Valeriano.

Headword: 
Valeriano.
Principal English Translation: 

a name taken by Nahuas in the post-contact period, such as don Antonio Valeriano, a governor and judge in Azcapotzalco; don Antnio married a niece, doña Bárbara (daughter of don Juan de Tovar), and they had a son Nicolás Valeriano (central Mexico, seventeenth century)
Codex Chimalpahin: Society and Politics in Mexico Tenochtitlan, Tlatelolco, Culhuacan, and Other Nahuatl Altepetl in Central Mexico; The Nahuatl and Spanish Annals and Accounts Collected and Recorded by don Domingo de San Antón Muñón Chimalpahin Quauhtlehuanitzin, eds. and transl. Arthur J. O. Anderson and Susan Schroeder (Norman: University of Oklahoma Press, 1997), vol. 2, 102–103.

Barry D. Sell calls don Antonio Valeriano "the most renowned Nahua Latinist of colonial Mexico"
See Sell's comments in Bartolomé de Alva, A Guide to Confession Large and Small in the Mexican Language, 1634, eds. Barry D. Sell and John Frederick Schwaller, with Lu Ann Homza (Norman: University of Oklahoma Press, 1999), 27, note 58.

Attestations from sources in English: 

auh fiscal. S. Franco. mochiuh. yn Don Antonio valeriano. telpochtli tequicaltitlan chane = don Antonio Valeriano the younger, citizen of Tequicaltitlā, became fiscal at San Francisco (central Mexico, 1608)
Annals of His Time: Don Domingo de San Antón Muñón Chimalpahin Quauhtlehuanitzin, James Lockhart, Susan Schroeder, and Doris Namala, eds. and transl. (Stanford: Stanford University Press, 2006), 172–173.

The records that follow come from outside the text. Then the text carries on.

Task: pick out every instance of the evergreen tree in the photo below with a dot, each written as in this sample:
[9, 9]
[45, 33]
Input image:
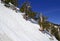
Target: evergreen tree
[14, 2]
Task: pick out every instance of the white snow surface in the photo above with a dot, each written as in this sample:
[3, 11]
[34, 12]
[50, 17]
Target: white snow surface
[13, 27]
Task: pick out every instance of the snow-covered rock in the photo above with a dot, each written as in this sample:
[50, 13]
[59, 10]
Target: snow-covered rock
[13, 27]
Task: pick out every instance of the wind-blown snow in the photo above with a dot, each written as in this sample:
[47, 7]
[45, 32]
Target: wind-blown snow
[13, 27]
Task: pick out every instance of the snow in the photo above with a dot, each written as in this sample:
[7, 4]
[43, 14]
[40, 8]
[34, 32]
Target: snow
[13, 27]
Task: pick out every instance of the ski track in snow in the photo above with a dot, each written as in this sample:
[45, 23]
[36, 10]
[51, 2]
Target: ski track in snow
[14, 28]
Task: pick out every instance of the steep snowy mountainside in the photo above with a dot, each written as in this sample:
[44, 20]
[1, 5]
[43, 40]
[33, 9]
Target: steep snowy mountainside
[15, 28]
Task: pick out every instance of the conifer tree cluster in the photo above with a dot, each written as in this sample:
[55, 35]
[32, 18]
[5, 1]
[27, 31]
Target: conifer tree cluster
[42, 20]
[30, 14]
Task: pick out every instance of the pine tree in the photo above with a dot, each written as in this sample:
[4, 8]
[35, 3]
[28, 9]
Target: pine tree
[14, 2]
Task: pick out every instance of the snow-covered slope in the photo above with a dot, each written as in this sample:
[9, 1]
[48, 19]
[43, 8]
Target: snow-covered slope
[14, 28]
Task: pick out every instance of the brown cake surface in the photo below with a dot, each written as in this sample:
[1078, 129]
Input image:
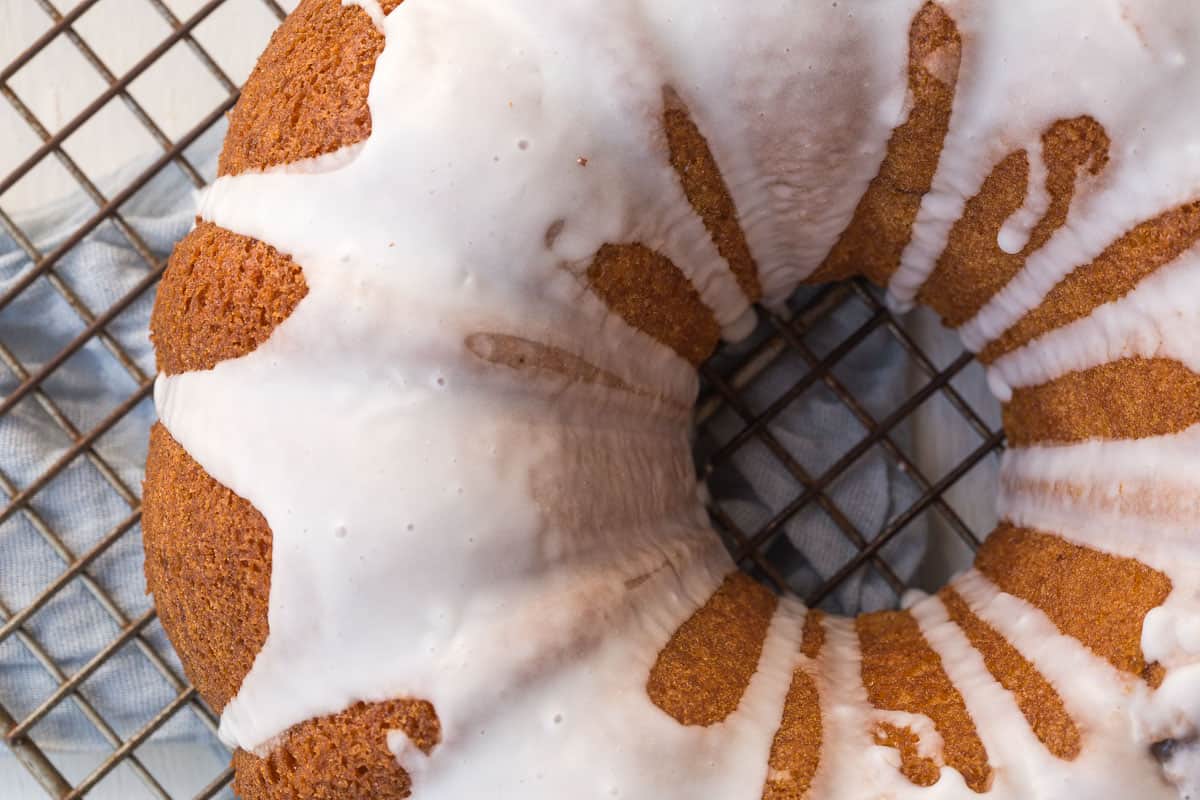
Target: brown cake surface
[209, 552]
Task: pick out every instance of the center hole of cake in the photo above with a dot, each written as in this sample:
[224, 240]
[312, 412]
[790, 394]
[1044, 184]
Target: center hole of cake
[844, 450]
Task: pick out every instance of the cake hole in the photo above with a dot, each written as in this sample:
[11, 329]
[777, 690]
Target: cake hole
[775, 411]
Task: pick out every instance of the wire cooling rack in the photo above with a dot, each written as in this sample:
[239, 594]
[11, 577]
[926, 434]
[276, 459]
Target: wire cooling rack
[731, 416]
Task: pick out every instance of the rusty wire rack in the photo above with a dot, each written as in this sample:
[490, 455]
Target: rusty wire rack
[731, 420]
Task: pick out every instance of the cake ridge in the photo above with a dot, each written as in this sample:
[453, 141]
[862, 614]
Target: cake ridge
[455, 533]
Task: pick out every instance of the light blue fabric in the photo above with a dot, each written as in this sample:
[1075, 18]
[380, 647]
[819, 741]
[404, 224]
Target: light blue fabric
[81, 505]
[816, 429]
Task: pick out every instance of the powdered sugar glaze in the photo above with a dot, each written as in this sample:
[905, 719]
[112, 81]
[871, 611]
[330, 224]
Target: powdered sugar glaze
[430, 539]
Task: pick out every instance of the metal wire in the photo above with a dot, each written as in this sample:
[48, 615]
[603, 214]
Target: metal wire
[785, 336]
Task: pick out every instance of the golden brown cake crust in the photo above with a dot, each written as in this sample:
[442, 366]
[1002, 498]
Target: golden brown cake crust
[973, 266]
[221, 296]
[702, 672]
[340, 757]
[1035, 696]
[1114, 274]
[706, 191]
[1093, 596]
[209, 567]
[1131, 398]
[653, 295]
[903, 673]
[796, 749]
[882, 223]
[307, 95]
[208, 564]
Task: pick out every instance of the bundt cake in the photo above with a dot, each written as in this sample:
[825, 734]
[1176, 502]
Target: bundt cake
[420, 513]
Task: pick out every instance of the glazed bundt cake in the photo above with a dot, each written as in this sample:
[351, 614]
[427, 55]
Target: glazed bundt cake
[421, 517]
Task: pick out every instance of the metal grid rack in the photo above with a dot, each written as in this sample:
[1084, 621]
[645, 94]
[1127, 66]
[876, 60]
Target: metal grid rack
[137, 631]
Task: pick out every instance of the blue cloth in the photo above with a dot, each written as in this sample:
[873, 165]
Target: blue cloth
[754, 485]
[82, 506]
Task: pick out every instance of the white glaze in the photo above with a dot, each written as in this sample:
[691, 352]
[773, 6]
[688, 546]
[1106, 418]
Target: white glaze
[1159, 318]
[449, 529]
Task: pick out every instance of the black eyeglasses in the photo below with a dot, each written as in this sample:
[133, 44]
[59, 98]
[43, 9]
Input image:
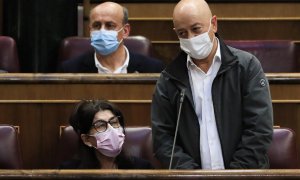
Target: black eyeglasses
[101, 125]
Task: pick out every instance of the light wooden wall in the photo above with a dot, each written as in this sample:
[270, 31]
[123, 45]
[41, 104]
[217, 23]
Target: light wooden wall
[236, 21]
[1, 16]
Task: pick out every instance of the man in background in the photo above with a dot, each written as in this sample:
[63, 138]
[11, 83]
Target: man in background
[108, 28]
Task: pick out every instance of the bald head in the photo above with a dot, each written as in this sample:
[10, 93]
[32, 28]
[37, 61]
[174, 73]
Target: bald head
[191, 10]
[109, 11]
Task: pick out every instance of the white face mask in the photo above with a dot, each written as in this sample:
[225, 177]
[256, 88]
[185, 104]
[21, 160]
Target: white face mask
[198, 47]
[110, 142]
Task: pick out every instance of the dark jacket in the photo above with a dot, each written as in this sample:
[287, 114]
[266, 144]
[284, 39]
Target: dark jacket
[86, 64]
[243, 112]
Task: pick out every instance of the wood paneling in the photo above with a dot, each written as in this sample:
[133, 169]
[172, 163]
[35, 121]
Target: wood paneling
[1, 16]
[150, 174]
[40, 103]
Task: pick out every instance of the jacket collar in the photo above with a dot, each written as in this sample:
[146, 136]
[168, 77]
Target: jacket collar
[134, 63]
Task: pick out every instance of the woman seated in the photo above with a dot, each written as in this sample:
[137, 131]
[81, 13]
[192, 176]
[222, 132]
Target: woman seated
[100, 125]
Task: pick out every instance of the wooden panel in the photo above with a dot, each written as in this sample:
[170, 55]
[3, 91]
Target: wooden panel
[165, 10]
[150, 174]
[28, 118]
[41, 103]
[1, 16]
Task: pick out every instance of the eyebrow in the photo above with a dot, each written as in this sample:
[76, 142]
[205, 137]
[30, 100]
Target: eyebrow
[104, 120]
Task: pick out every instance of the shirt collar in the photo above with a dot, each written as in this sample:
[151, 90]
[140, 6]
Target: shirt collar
[121, 69]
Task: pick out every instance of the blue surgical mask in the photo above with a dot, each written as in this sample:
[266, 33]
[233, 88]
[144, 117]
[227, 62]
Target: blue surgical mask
[105, 42]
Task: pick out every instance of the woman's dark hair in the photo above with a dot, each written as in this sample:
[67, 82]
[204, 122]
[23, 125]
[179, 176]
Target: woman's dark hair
[82, 119]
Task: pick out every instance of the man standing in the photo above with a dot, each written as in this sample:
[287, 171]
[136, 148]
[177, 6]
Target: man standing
[219, 95]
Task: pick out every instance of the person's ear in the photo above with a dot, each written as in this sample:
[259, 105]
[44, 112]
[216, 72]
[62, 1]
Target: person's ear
[86, 140]
[214, 23]
[126, 30]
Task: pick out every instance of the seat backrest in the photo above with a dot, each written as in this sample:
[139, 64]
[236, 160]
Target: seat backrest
[283, 151]
[72, 47]
[138, 143]
[274, 55]
[9, 60]
[10, 152]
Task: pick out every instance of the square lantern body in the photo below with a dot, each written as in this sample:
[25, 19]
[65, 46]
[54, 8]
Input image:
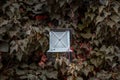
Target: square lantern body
[59, 40]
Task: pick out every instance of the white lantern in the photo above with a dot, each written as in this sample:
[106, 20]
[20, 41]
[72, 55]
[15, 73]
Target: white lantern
[59, 40]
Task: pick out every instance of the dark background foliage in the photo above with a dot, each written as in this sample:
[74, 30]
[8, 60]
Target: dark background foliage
[24, 29]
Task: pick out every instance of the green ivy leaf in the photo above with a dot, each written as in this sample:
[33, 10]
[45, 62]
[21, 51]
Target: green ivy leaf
[4, 47]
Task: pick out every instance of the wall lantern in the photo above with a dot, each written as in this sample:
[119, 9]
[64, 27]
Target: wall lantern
[59, 40]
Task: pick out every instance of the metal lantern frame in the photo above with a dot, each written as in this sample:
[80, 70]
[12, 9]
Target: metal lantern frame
[59, 40]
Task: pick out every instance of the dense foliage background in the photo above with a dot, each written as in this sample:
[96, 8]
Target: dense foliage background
[24, 29]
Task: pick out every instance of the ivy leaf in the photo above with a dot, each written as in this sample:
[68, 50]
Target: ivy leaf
[52, 74]
[79, 78]
[20, 72]
[109, 57]
[99, 19]
[62, 3]
[101, 8]
[110, 23]
[4, 47]
[1, 65]
[19, 55]
[115, 18]
[116, 7]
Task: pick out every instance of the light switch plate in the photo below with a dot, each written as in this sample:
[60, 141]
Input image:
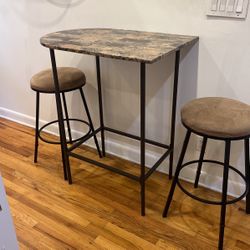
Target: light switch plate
[228, 8]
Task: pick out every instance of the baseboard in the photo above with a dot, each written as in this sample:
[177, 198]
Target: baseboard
[128, 152]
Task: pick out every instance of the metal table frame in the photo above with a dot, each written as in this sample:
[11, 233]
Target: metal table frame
[66, 152]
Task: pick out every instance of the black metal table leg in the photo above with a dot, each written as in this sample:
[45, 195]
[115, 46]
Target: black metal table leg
[142, 129]
[65, 157]
[247, 174]
[98, 72]
[90, 121]
[174, 101]
[224, 194]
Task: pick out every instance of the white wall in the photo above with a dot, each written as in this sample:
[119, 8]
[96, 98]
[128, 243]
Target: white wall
[218, 66]
[8, 238]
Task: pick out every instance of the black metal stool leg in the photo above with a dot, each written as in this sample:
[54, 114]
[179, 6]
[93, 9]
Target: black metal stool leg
[90, 121]
[37, 126]
[247, 174]
[198, 173]
[64, 150]
[224, 193]
[67, 116]
[171, 192]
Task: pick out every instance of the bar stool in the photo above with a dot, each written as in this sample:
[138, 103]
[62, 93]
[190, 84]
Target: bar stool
[220, 119]
[70, 79]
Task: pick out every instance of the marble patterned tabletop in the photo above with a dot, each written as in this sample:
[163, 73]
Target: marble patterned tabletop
[147, 47]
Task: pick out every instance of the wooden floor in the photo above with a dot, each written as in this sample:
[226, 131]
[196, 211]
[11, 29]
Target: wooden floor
[101, 209]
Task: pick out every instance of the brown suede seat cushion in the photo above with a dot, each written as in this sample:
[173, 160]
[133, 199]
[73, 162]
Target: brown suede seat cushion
[218, 117]
[69, 79]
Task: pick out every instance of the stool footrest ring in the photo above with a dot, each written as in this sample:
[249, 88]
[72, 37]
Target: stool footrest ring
[209, 201]
[58, 142]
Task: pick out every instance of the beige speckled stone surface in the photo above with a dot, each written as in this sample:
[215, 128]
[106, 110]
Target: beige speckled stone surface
[129, 45]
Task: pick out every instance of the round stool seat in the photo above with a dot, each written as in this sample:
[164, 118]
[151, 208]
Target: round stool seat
[217, 117]
[69, 79]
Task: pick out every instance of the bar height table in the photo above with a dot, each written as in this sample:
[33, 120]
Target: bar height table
[142, 47]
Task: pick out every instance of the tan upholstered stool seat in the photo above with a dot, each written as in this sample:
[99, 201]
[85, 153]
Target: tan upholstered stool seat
[69, 79]
[217, 117]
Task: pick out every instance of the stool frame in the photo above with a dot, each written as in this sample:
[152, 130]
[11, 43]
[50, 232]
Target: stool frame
[67, 119]
[226, 165]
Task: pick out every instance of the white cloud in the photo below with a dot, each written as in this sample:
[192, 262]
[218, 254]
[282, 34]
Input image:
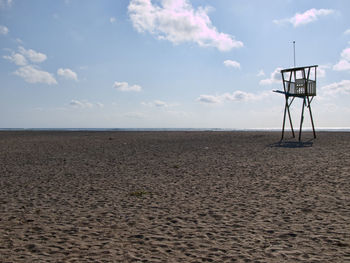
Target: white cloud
[17, 58]
[67, 73]
[156, 103]
[261, 73]
[275, 77]
[232, 63]
[3, 30]
[84, 104]
[342, 87]
[33, 75]
[32, 55]
[99, 104]
[124, 86]
[112, 20]
[235, 96]
[177, 21]
[5, 3]
[344, 62]
[307, 17]
[80, 104]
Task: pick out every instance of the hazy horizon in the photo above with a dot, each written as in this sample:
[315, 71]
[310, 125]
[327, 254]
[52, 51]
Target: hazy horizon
[169, 63]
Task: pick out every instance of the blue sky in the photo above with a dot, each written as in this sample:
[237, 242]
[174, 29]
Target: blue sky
[168, 63]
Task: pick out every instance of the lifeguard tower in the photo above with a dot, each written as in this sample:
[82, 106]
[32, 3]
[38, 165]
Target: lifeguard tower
[298, 82]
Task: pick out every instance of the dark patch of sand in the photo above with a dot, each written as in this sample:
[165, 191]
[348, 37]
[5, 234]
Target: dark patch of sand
[173, 197]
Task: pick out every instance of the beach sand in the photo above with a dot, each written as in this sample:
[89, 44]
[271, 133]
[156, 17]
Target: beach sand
[174, 197]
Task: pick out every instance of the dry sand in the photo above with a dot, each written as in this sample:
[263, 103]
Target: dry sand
[173, 197]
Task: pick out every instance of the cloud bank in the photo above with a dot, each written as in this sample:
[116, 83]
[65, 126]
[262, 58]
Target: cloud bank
[307, 17]
[231, 97]
[124, 86]
[177, 21]
[344, 62]
[32, 74]
[67, 73]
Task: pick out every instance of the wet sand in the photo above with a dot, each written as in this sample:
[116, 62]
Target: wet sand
[174, 197]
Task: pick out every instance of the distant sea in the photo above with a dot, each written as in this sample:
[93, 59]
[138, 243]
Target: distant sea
[327, 129]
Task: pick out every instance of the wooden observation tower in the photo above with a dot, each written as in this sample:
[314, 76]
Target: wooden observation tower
[298, 82]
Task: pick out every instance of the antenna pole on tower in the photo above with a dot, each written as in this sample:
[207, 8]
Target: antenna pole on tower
[294, 51]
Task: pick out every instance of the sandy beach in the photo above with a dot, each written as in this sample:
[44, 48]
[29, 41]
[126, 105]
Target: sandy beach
[174, 197]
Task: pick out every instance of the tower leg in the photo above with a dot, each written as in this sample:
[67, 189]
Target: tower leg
[291, 124]
[312, 121]
[284, 117]
[302, 119]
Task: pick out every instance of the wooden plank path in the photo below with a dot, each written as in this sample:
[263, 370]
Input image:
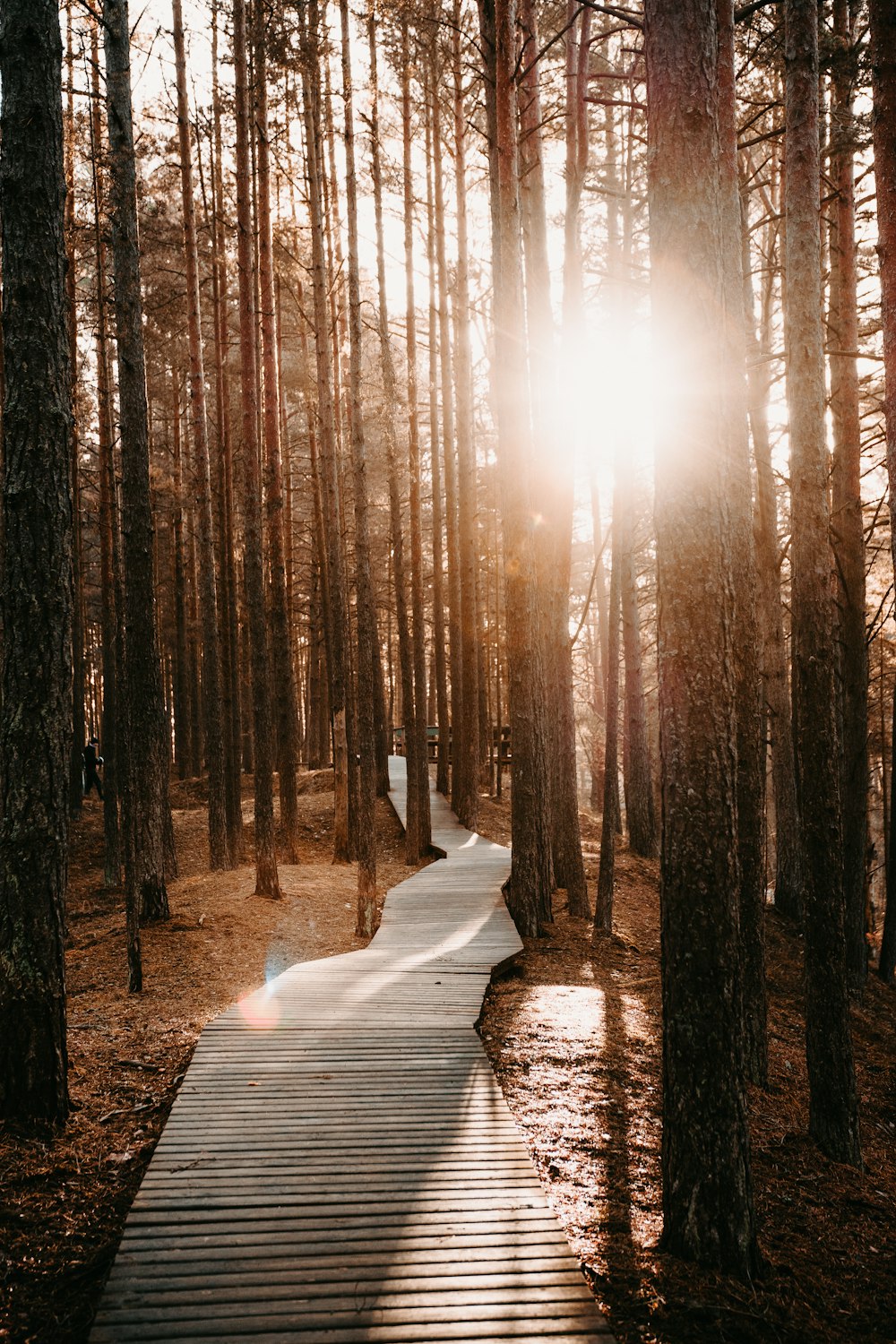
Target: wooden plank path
[340, 1166]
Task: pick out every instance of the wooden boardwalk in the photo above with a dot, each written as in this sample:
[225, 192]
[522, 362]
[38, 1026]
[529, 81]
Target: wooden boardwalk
[340, 1166]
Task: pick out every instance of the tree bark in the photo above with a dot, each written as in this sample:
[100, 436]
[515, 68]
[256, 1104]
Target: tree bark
[109, 537]
[438, 682]
[554, 478]
[366, 604]
[266, 876]
[883, 64]
[466, 747]
[212, 723]
[419, 779]
[284, 672]
[147, 785]
[788, 862]
[338, 621]
[606, 871]
[833, 1117]
[35, 594]
[748, 707]
[708, 1210]
[530, 883]
[847, 497]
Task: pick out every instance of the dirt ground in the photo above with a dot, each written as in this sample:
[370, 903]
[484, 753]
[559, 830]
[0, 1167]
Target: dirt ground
[575, 1040]
[573, 1035]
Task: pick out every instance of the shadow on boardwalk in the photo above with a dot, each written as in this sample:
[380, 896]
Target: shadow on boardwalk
[340, 1164]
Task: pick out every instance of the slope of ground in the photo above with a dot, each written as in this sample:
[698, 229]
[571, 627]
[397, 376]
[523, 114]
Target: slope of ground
[575, 1039]
[64, 1201]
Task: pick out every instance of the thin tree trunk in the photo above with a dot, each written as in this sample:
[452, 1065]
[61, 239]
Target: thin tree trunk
[228, 605]
[606, 871]
[465, 749]
[35, 599]
[147, 785]
[390, 395]
[338, 617]
[833, 1116]
[748, 706]
[180, 672]
[282, 669]
[847, 502]
[788, 863]
[708, 1209]
[438, 680]
[266, 878]
[75, 796]
[212, 722]
[421, 777]
[883, 61]
[530, 882]
[109, 559]
[366, 605]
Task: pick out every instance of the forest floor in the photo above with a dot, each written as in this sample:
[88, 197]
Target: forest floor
[573, 1037]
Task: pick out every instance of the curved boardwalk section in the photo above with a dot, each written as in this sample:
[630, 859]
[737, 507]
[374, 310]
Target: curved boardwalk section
[340, 1164]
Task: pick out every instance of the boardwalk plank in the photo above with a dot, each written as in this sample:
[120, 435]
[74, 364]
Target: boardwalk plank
[340, 1164]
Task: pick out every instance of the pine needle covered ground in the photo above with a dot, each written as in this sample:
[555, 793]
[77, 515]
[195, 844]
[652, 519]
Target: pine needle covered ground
[573, 1035]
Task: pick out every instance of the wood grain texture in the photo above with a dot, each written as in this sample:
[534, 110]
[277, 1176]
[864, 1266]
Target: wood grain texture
[340, 1163]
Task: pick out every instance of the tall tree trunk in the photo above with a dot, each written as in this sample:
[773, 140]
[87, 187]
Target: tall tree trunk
[266, 878]
[748, 706]
[390, 395]
[465, 744]
[847, 503]
[147, 785]
[338, 621]
[606, 871]
[212, 723]
[75, 796]
[555, 489]
[35, 596]
[883, 61]
[530, 882]
[833, 1117]
[228, 605]
[109, 550]
[366, 604]
[284, 672]
[182, 664]
[641, 814]
[438, 680]
[708, 1210]
[421, 777]
[788, 862]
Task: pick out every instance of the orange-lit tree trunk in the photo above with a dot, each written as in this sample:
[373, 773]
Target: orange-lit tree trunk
[366, 602]
[212, 722]
[266, 878]
[145, 793]
[555, 488]
[466, 747]
[109, 550]
[390, 395]
[708, 1209]
[35, 718]
[284, 672]
[883, 54]
[438, 682]
[847, 497]
[419, 779]
[228, 604]
[338, 616]
[530, 883]
[833, 1116]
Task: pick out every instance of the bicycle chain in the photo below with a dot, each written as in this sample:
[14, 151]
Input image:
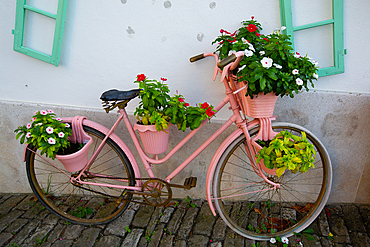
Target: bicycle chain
[125, 190]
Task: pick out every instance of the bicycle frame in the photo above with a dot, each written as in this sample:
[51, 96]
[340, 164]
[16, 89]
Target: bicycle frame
[147, 161]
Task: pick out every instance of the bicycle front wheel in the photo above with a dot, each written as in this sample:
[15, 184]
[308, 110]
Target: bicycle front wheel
[253, 208]
[80, 203]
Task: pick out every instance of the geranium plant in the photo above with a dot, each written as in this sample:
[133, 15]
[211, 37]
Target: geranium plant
[46, 132]
[287, 151]
[269, 64]
[158, 108]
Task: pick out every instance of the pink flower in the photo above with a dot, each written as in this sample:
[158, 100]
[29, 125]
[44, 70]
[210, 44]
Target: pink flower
[51, 141]
[49, 130]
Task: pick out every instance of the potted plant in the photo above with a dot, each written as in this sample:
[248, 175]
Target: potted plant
[51, 136]
[157, 110]
[287, 151]
[270, 66]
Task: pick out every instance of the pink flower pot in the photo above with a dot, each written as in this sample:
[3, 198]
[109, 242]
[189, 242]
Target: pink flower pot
[261, 106]
[154, 142]
[76, 161]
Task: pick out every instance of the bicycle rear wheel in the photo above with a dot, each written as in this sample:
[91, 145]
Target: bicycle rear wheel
[83, 204]
[252, 208]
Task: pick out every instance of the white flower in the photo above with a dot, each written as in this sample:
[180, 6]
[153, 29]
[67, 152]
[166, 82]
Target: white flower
[266, 62]
[51, 141]
[278, 66]
[241, 68]
[248, 53]
[49, 130]
[299, 81]
[285, 240]
[231, 52]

yn icuac fiscal catca Don Antonio Valleriano yn axcan ye gouor azcaputzalco = when don Antonio Valeriano, now governor of Azcapotzalco, was fiscal (central Mexico, 1613)
Annals of His Time: Don Domingo de San Antón Muñón Chimalpahin Quauhtlehuanitzin, James Lockhart, Susan Schroeder, and Doris Namala, eds. and transl. (Stanford: Stanford University Press, 2006), 254–5.